The grey clouds draped on the sun’s doorway admitted a sprinkle of tan and amber. It was enough to attach silhouettes to our voices; to transform the vegetation on the outside to a stable olive blur; enough to reveal the patches of liquid silver that littered the grey road from the previous rainfall. Oh, the glow and the glory! It was like emerging through the birth canal of a coal pit into the open world. Beakful serenades by the treetop choirs and orchestra cheered our rebirth …

He continued on page 125 with powerful nature imagery when he wrote ‘Now and then a frayed ribbon of skylarks would drift across the blue clear sky and then evaporate’. On every page, Maiwada serves his reader with fresh images drawn from his wide experiences such as ‘only to see the toilet seat brimming with a black python as thick as a sumo wrestler’s thigh. Its wide hood stood erect in readiness either to spit or spring, and then swallow. Its big eyes were translucent bulbs of blood.’ (p. 57). In fact, it is this keen imagination that the writer infused in his character, Musdoki, that lends this work with magical realism.
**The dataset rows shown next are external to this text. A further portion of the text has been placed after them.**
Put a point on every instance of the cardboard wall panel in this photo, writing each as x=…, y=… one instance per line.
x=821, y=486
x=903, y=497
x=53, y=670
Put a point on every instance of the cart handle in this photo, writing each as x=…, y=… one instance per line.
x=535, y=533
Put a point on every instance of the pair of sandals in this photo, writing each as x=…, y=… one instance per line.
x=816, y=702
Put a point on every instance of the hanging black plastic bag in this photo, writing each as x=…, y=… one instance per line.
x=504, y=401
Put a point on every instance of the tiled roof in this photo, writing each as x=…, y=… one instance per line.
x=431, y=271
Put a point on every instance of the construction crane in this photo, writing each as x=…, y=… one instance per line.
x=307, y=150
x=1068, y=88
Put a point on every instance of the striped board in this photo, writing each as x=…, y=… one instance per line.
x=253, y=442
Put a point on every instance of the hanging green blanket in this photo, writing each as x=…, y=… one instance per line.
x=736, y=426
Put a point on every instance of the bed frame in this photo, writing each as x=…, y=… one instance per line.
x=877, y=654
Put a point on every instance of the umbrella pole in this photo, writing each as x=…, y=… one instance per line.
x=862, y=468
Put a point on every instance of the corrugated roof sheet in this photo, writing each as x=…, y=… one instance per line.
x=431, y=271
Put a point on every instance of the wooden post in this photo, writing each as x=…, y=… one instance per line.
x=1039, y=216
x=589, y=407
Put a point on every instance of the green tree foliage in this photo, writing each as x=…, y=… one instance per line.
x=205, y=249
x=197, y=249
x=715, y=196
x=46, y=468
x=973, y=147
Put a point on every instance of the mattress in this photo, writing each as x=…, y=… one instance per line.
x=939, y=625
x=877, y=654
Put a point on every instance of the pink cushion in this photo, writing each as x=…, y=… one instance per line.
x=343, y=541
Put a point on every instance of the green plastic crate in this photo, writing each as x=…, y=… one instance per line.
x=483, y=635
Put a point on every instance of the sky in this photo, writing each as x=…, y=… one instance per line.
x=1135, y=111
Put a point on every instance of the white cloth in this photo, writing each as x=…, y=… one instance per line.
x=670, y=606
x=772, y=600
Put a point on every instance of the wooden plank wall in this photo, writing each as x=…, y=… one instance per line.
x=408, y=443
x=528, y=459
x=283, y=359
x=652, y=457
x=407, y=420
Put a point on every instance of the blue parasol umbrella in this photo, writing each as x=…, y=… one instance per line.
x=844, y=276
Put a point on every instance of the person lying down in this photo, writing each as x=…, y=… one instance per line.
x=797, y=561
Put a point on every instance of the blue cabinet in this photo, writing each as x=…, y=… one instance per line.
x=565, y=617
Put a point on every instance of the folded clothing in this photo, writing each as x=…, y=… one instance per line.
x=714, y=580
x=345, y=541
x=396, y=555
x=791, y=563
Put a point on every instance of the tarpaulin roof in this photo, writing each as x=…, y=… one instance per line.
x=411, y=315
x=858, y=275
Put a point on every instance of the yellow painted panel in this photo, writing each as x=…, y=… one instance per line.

However, as great as this novel is, there is a snag with the ending which rings like a typical Nigerian film, what with the usual last-minute repentance and reconciliation of Musdoki and Rita alias Christine. This has dampened his attempt to ‘vividly blur the border between dream and reality’, what would have been an otherwise great tragedy, thus robbing the work of a convincing ending. Again, there are many gaps in the work. Is Rita really Christine? If yes, what happens to her shape, Rita’s? It would have been better if the Rita story is removed from the entire work to pave way for the more interesting Christine story to run, unimpeded, to the end alone instead of this escapist happy ending. It appears that the gargantuan conflict provoked in the story is beyond a satisfactory resolution by the writer. This would have taken care of some of the improbabilities in the work which have weakened the verisimilitude of the plot. The end result is the last, unsatisfying gasp of the reader that hangs tremulously in the teeth like a false laughter. Also, the character of the hero, Musdoki, does not seem to be fully developed. He started as a weak, innocent and indecisive character and ends as a very carefree character when he rises on page 205 to defend a girl who has been seeking to destroy his life. This cannot be said to be Christ-like as even Christians are enjoined to be as gentle as a lamb but as wise as a serpent! Similarly, there is a little lack of consistency in the plot. For example, the old-woman ‘organ-thief’ is said to have restored Musdoki’s stolen organ (private parts) and disappeared into thin air in public view on pages 175 and 176 but on pages 180 and 181, Iyabo, Musdoki’s office secretary, worried when told that the old woman had disappeared because Musdoki’s organ had not been returned, only for her fear to be allayed by Musdoki himself that when he woke up from sleep and rushed to ‘the bathroom for shower so that I could rush down to your [Iyabo’s] place, I saw that my yahoo [organ] has been restored!’ (p. 181). There are also a few typographical and grammatical errors such as ‘a series of slow, ominous nod’ (p. 79),’Iyabo sprung to her feet’ (p. 161), ‘Some more people had also ran’ (p. 178), ‘resulting to’ (p.168) yet ‘resulting in a wild stampede’ on page 176, ‘the Nigerian Police Force ‘(p. 198) yet ‘The Nigeria Police Force’ used twice on page 199!

Undoubtedly, with Musdoki, Maiwadda has taken magical realism to greater heights and has carved a niche for himself which cannot be reckoned without in any meaningful discussion of the modern African Novel. This multi-dimensional novel goes beyond merely chronicling the timeless theme of love but can also be taken as a timely warning to a nation on the precipice of self-destruction. One cannot help but agree with the writer that the problem with us as a nation is not only the failure of leadership but in ourselves, our pathological refusal to be truly united as a people despite our diversity. As a first novel, Maiwada’s Musdoki is not a tentative footstep in an unfamiliar terrain akin to the chicken in the adage, hopping on one leg. Maiwada as a first-time novelist, came fully made with thirty-two teeth of a full-grown adult.